Summary of txtai features:

  • 🔎 Large-scale similarity search with multiple index backends (Faiss, Annoy, Hnswlib)
  • 📄 Create embeddings for text snippets, documents, audio and images. Supports transformers and word vectors.
  • 💡 Machine-learning pipelines to run extractive question-answering, zero-shot labeling, transcription, translation, summarization and text extraction
  • ↪️️ Workflows that join pipelines together to aggregate business logic. txtai processes can be microservices or full-fledged indexing workflows.
  • 🔗 API bindings for JavaScript, Java, Rust and Go
  • ☁️ Cloud-native architecture that scales out with container orchestration systems (e.g.
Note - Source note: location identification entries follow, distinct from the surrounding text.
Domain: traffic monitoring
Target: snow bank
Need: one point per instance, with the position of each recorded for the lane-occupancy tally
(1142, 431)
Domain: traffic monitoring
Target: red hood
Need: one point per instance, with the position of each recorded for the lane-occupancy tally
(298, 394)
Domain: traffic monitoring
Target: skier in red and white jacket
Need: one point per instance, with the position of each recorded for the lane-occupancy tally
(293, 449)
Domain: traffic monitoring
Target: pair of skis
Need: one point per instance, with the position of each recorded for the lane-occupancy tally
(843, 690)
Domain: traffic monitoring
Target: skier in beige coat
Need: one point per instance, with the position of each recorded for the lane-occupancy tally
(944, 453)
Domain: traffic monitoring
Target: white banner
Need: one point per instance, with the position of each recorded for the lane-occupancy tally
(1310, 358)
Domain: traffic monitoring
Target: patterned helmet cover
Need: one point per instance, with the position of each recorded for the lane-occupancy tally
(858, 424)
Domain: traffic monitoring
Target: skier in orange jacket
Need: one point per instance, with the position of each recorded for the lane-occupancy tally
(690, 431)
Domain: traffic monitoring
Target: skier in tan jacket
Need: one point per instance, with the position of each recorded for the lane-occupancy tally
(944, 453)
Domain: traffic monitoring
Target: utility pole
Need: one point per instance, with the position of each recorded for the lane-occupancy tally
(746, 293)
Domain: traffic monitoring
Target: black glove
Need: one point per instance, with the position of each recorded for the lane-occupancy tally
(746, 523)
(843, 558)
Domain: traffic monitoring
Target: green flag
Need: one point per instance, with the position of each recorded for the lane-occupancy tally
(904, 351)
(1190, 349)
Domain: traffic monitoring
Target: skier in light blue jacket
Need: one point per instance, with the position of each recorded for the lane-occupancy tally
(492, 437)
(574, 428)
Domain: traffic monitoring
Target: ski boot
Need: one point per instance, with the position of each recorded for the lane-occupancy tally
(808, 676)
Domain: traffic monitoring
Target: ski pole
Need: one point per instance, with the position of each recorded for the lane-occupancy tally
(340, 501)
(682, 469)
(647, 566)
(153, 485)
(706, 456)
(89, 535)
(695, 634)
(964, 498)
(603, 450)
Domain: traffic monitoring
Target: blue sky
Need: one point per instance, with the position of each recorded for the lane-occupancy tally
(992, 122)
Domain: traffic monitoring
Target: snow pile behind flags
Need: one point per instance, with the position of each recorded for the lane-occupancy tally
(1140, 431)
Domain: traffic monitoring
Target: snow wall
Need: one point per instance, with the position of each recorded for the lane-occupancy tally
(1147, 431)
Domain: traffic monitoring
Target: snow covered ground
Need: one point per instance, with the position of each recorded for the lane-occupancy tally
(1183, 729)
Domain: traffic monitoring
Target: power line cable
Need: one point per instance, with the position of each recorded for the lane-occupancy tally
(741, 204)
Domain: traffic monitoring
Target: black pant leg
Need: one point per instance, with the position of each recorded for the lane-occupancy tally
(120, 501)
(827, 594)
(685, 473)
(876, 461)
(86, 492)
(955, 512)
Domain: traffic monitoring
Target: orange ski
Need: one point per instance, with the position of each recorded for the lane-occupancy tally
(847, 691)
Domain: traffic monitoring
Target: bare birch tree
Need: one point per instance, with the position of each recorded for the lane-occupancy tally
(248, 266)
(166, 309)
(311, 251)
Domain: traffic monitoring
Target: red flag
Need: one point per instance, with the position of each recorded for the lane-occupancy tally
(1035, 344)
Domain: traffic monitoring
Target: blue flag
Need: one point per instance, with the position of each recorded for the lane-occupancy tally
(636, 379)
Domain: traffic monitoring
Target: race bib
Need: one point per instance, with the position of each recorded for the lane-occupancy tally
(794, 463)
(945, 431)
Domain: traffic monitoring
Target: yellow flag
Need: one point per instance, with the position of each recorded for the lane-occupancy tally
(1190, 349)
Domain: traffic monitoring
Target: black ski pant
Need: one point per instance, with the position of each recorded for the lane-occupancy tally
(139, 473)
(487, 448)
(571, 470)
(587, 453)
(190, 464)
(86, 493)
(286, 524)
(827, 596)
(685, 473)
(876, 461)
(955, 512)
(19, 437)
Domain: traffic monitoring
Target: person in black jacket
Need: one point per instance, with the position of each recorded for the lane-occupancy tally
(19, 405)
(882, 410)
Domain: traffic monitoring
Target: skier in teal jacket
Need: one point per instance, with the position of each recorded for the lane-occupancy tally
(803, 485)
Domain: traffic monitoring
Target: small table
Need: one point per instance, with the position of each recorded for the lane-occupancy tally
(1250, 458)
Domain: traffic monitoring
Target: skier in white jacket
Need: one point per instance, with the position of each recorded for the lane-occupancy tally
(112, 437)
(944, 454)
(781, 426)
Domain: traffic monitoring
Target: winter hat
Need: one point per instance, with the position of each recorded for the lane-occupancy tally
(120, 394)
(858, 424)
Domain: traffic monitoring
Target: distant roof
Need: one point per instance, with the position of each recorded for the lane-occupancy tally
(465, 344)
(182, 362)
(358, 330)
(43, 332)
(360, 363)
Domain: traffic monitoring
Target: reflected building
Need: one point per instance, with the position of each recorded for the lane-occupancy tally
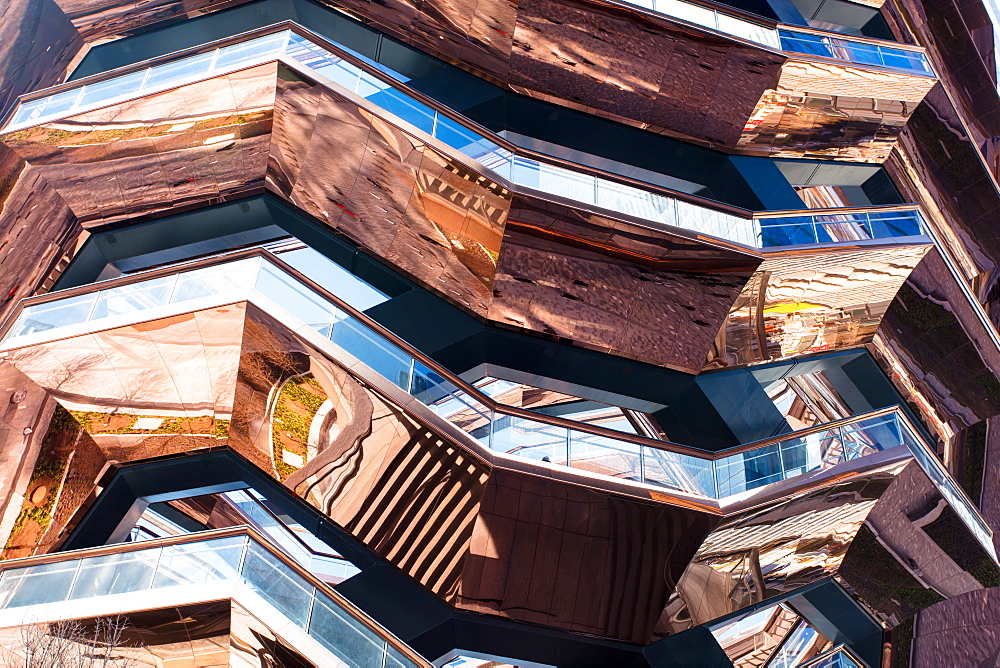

Kubernetes)

New Features

  • Add Docker file for API (#59)
  • Require Faiss 1.7.0 (#60)
  • Add summary pipeline (#65)
  • Add text extraction pipeline (#66)
  • Add transcription pipeline (#67)
  • Add translation pipeline (#68)
  • Add workflow framework (#69)
  • Add additional pipeline abstraction layer for tensor frameworks (#70)
  • Add tests for new v3 functionality (#71)
  • Add notebooks covering new v3 functionality (#73)
  • Add Pipeline Factory (#76)
  • Add API extensions (#77)
  • Add workflow builder application (#80)
  • Add text segmentation pipeline (#81)
  • Add workflow to API (#82)
  • Add service workflow task (#83)
  • Add object storage workflow task (#84)
  • Add URL workflow task (#85)

Improvements

  • Refactor code into smaller components and modules (#63)
  • Modify pipeline to accept GPU device id (#64)
  • Allow direct download of sentence-transformer models (#72)
  • Update documentation, add site through GitHub pages (#75)
  • Modularize the API (#78)
  • Add default truncation to pipelines (#79)

Bug Fixes

  • Non intuitive behaviour of Tokenizer (#61)
  • [Python 3.9, Mac OS] Code hangs while building embedding index (#62)
  • embeddings.index Truncation RuntimeError: The size of tensor a (889) must match the size of tensor b (512) at non-singleton dimension 1 (#74)